From where she stood,

the Director observed the city

like a board filling with pieces.

"Seal District Twelve," she said.

The Personal Guard moved instantly.

Invisible commands rippled outward.

Five kilometers away,

heavy blast doors slid shut beneath an overpass,

locking a major artery.

At the same time,

a residential block's elevators froze between floors.

A hospital rerouted power to emergency-only systems.

Not chaos.

Control.

Kai felt sick.

"You're trapping civilians," she said coldly.

"You'll cause casualties."

The Director finally glanced at her.

"Acceptable losses."

Qin Mian sucked in a sharp breath.

"You're using people as walls."

The Director smiled faintly.

"No.

As terrain."

The Net Tightens

In alleys,

black-coated units emerged from hidden hatches.

Not Hunters.

Sweep Teams.

No faces visible.

No insignia.

Only devices humming with suppression fields.

On rooftops,

long-range sentries unfolded—

barrels tracking heat, resonance, probability.

In the air,

a low-frequency pulse rolled outward,

inaudible but crushing.

Yin Lie gasped.

His body tensed, fingers digging into Qin Mian's sleeve.

"Lie—what is it?"

"…It's… pressing me flat," he whispered.

"Like… the world is telling me where I'm allowed to exist."
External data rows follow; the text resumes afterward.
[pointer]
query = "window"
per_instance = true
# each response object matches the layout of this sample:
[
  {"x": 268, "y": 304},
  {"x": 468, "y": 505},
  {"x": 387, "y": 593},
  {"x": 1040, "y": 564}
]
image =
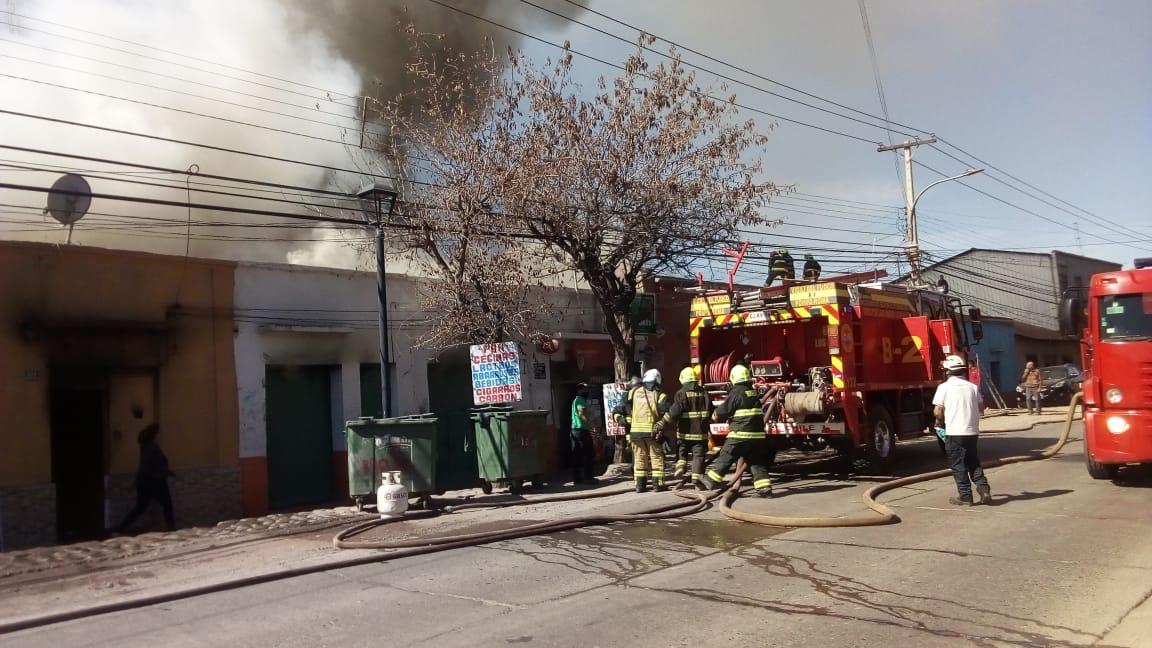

Kai cursed under her breath.

"They're forcing a reality compliance field."

Qin Mian's heart raced.

"Can you fight it?"

Yin Lie shook his head weakly.

"Not without…

hurting everything around me."

The Director heard him anyway.

"Good," she said calmly.

"That means the dampening array is calibrated."

Public Space — Civilian Perspective

A man on a night bus frowned

as the vehicle stopped suddenly.

"Hey—what's going on?"

The driver tried the controls.

Nothing responded.

Around them,

other buses had stopped too.

Phones had no signal.

No alerts.

No instructions.

Just a city that had quietly decided

where everyone would remain.

A woman whispered:

"…Why do I feel like I shouldn't move?"

No one answered.

Back to the Ruined Street

Kai scanned the surrounding buildings.

"They're not rushing us," she said.

"They're waiting."

"For what?" Qin Mian asked.

Kai met her eyes.

"For him to move."

Yin Lie's breathing grew shallow.

"…If I stand," he murmured,

"they'll know exactly where I am."

"And if you don't," Kai replied,

"they'll tighten the net until you can't breathe."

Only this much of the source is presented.